Argyll and Bute Council in the west of the country is partnering with London-based drone specialist Skyports in a trial of Unmanned Aerial Vehicles (UAVs) that could see the service rolled out more widely if successful.
Argyll and Bute is Scotland’s second-largest local authority in terms of land mass, with 23 inhabited islands – the most of any authority in the U.K.
But it’s very thinly populated, which means not all schools have their own kitchen on site to cook meals. For these schools, meals are currently prepared elsewhere and delivered by traditional methods of transportation including vans, taxis and ferries.
However, these can be affected by adverse weather, a common occurrence in the islands of Scotland.
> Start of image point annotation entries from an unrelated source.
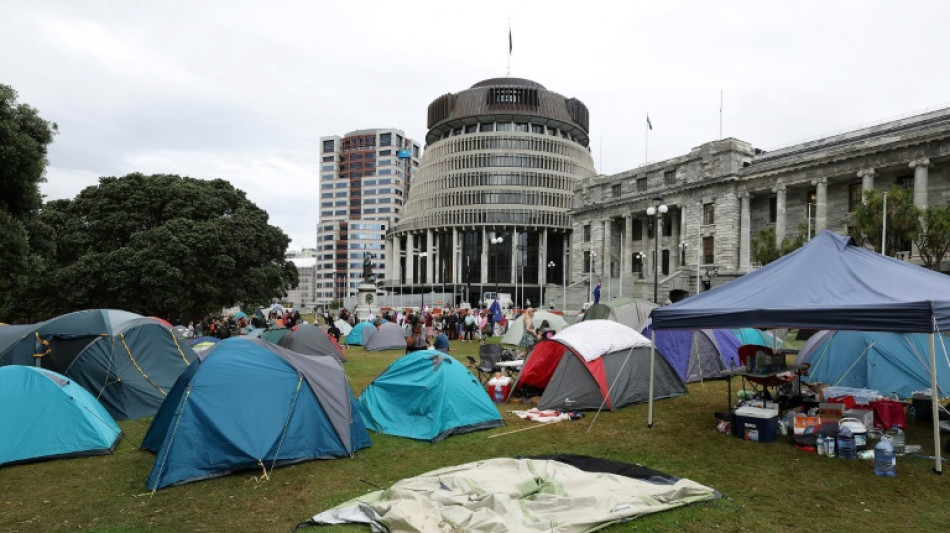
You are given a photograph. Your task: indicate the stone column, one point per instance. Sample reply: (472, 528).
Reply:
(430, 257)
(543, 264)
(745, 232)
(780, 212)
(821, 204)
(867, 181)
(410, 258)
(628, 245)
(456, 259)
(921, 174)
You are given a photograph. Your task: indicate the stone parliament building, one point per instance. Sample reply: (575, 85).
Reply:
(723, 193)
(507, 197)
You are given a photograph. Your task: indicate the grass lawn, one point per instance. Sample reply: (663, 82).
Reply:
(766, 487)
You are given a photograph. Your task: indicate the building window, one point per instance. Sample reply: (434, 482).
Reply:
(669, 177)
(709, 250)
(854, 196)
(709, 214)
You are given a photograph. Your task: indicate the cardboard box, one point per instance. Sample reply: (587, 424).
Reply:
(803, 422)
(831, 410)
(865, 416)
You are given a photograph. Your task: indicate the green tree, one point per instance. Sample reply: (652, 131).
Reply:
(903, 225)
(933, 239)
(24, 137)
(163, 245)
(764, 249)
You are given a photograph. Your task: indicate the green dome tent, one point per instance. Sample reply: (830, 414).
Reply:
(427, 395)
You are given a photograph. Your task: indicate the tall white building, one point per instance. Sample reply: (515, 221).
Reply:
(364, 181)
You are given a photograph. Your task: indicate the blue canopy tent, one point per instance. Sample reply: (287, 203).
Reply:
(248, 403)
(830, 283)
(427, 395)
(45, 415)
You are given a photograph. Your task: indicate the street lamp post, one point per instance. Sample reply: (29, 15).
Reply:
(590, 281)
(551, 265)
(495, 240)
(656, 211)
(422, 287)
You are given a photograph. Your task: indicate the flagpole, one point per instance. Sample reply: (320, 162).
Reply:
(508, 73)
(646, 139)
(720, 114)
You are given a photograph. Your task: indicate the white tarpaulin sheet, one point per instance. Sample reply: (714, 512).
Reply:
(503, 494)
(593, 338)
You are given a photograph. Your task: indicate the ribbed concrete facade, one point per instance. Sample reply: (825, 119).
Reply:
(489, 204)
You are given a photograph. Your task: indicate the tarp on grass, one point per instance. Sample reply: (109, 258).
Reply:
(524, 495)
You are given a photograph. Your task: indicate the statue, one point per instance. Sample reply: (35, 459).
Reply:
(368, 276)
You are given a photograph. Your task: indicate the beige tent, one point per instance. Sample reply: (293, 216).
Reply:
(516, 328)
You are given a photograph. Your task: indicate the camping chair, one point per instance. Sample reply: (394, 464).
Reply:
(489, 355)
(761, 360)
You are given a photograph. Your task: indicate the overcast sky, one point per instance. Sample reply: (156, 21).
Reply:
(243, 90)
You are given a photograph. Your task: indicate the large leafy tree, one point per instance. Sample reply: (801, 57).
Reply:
(867, 220)
(764, 249)
(24, 138)
(162, 245)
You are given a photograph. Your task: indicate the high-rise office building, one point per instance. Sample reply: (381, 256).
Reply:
(364, 181)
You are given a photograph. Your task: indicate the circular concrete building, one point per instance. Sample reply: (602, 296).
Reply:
(488, 207)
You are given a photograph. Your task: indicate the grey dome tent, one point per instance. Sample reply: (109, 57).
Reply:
(594, 364)
(308, 339)
(127, 361)
(388, 337)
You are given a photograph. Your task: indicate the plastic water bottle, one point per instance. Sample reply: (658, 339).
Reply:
(847, 447)
(885, 460)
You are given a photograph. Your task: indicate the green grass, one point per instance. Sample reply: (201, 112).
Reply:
(766, 487)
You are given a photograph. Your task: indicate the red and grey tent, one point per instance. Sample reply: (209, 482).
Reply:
(594, 364)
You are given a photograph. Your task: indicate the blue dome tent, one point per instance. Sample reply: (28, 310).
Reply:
(126, 360)
(45, 415)
(300, 408)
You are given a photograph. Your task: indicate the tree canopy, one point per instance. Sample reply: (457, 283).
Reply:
(163, 245)
(24, 137)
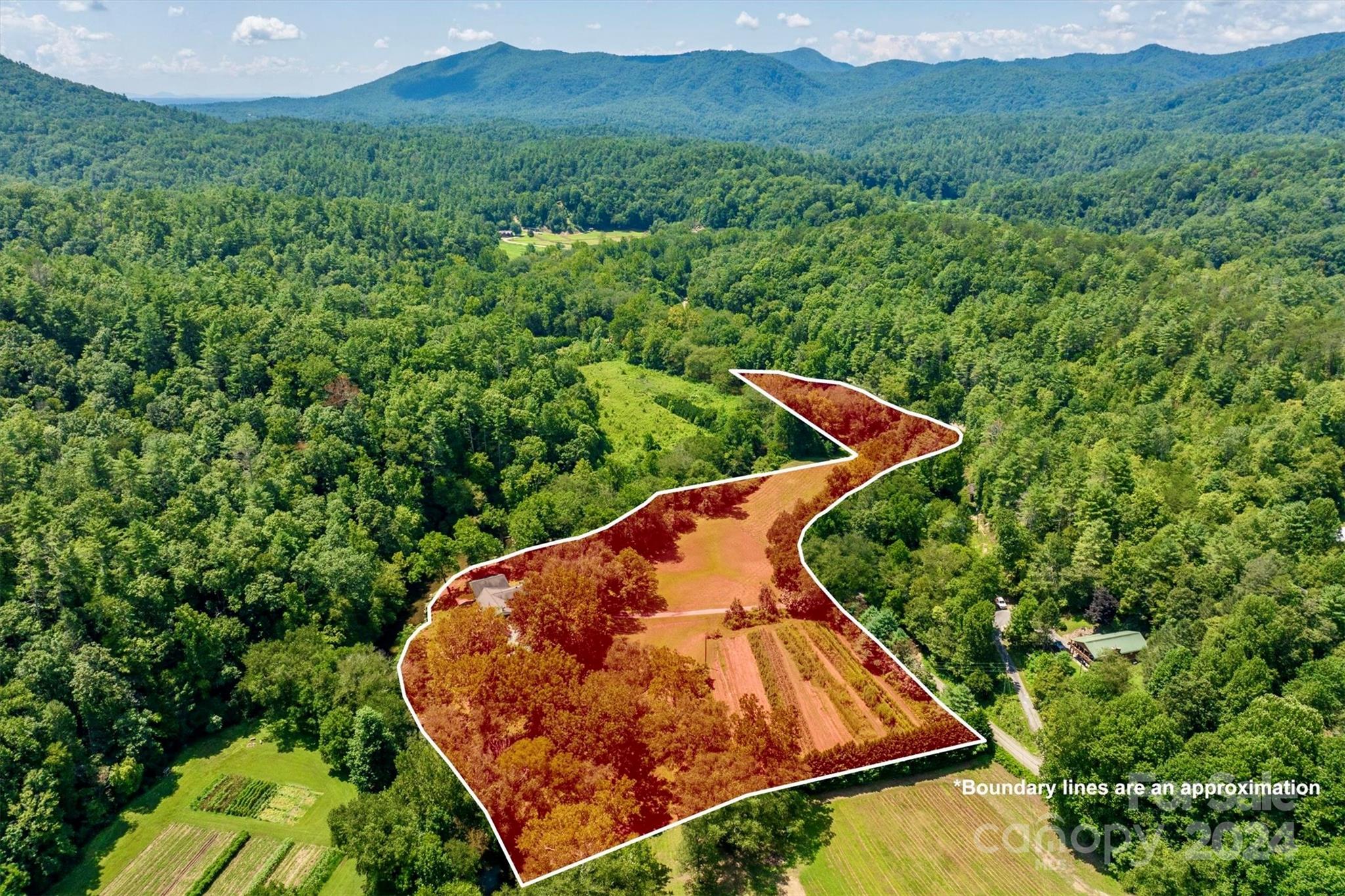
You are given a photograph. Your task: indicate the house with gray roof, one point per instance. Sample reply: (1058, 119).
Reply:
(493, 591)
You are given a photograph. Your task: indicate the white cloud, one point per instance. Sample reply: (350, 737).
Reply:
(84, 34)
(51, 47)
(470, 35)
(1115, 15)
(181, 64)
(261, 66)
(350, 68)
(255, 30)
(186, 62)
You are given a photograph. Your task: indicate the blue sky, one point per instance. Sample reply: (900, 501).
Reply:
(265, 47)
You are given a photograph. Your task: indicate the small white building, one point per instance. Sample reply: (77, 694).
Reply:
(493, 591)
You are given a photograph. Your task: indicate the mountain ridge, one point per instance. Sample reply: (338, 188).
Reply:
(725, 93)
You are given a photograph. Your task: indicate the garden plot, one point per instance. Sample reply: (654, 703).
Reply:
(307, 865)
(255, 798)
(173, 861)
(250, 867)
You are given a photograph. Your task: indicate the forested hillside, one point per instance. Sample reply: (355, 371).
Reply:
(264, 385)
(735, 95)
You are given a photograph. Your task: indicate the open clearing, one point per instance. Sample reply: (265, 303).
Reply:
(516, 246)
(299, 863)
(238, 752)
(921, 837)
(725, 558)
(173, 863)
(627, 409)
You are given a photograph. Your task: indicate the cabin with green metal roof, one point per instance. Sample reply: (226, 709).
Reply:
(1091, 647)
The UAV trial is aimed at reducing current delivery times and costs, as well as helping contingency planning in emergencies. In addition, the drones are fully electric, providing an emissions-free mode of transport.
One school that has already benefited is Lochnell Primary in the village of Benderloch, which had a meal delivered by a Skyports UAM from Oban Airport, nearly one mile away.
With the service very much in its infancy, there were limitations to what the drone could carry. A maximum weight of 6 lbs and size constraints meant it was restricted to carrying a small tub of mac and cheese and a strawberry yogurt in an insulated box, but the flight was successfully executed, demonstrating what might be possible in the future, when regulations are likely to be eased.
“Initial flights, carried out using one of our Swoop Aero Kookaburra III aircraft, will enable us to complete important proof of concept and feasibility trials,” said Alex Brown, head of drone deliveries at Skyports. “While the aircraft has a maximum payload of 3kg – clearly not sufficient for feeding a classroom of hungry students – this is an important stage in the development of deliveries of this type. The learnings from this early stage of the project will help to pave the way for wider-scale operations.”
“Argyll and Bute Council’s readiness to explore how drone services can improve and enhance the lives of people across the local authority, combined with Skyports’ expertise and hundreds of flight hours in the region, makes this an exciting project with infinite benefits,” he added.
The council’s eagerness to investigate the use of drones does not end with the delivery of school meals. The trial is part of a wider plan to create a UAV logistics hub at Oban Airport, which will involve the construction of a vertiport vertical take-off and landing facility there by March 2025, funded partially by the U.K. government.
Drone services in far-flung parts of the U.K. are likely to become much more common over the next decade. The Royal Mail postal service has already signaled its intention to run a fleet of 500.